The researchers at Edinburgh University believe that the link between blood fat and personality - and ultimately heart disease - may be more important and more complicated than has so far been suggested.
In a study of 1,592 men and women aged between 55 and 74 they found that men with raised levels of triglycerides - essential body fats - were more likely to be hostile and to have 'denigratory attitudes' to others.
They studied personality and blood fat after it was discovered that people who had lowered their levels of another blood fat, cholesterol, possibly reduced their risk of heart disease but appeared to increase the risk of dying a violent death from accident or suicide.
People with higher levels of triglycerides are likely to eat a lot, in that they take in high levels of calories. Triglycerides are a group of simple fats manufactured in the body. They are an essential part of cell membranes and are also involved in the control of the metabolism. They are broken down from fats in the diet, from carbohydrates like bread and potatoes and from alcohol.

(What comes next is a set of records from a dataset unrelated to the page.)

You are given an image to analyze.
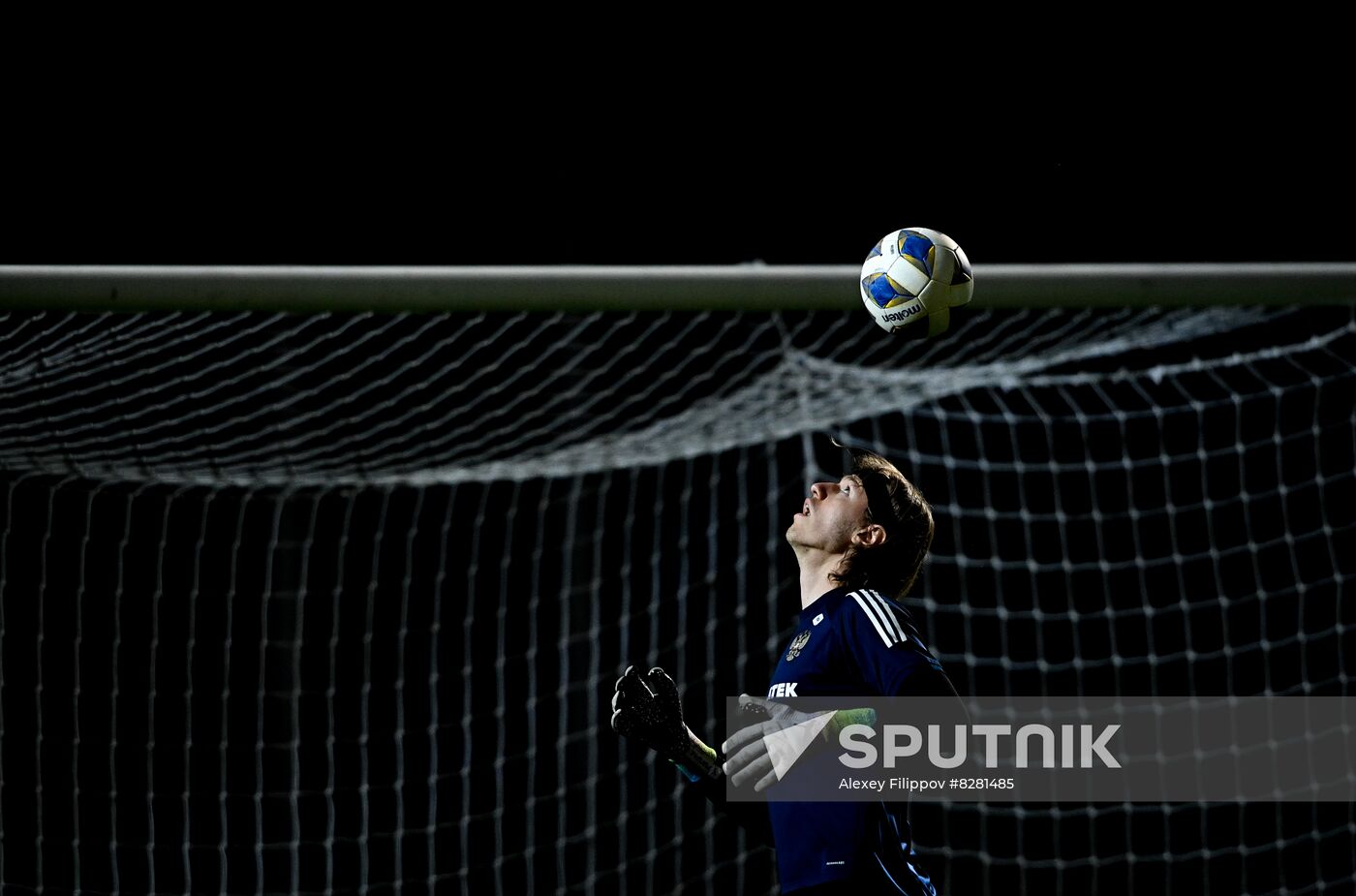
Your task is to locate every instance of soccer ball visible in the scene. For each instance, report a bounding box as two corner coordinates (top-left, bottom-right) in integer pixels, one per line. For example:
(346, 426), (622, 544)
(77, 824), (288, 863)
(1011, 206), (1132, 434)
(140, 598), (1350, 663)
(861, 228), (975, 336)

They are a form of fat which responds to a variety of influences. Raised blood triglyceride levels can be measured after eating a fatty meal, in people who have drunk a lot of alcohol and in response to stressful experiences like accidents.
The Edinburgh scientists, writing in the Lancet, think that the drugs used to reduced cholesterol might raise the triglyceride levels, but they say this is not the whole explanation.
Dr Gerry Fowkes, director of the Edinburgh Artery Survey, says that the raised levels could have the effect of predisposing people to 'overt aggression' thus leading to a greater risk of violent death.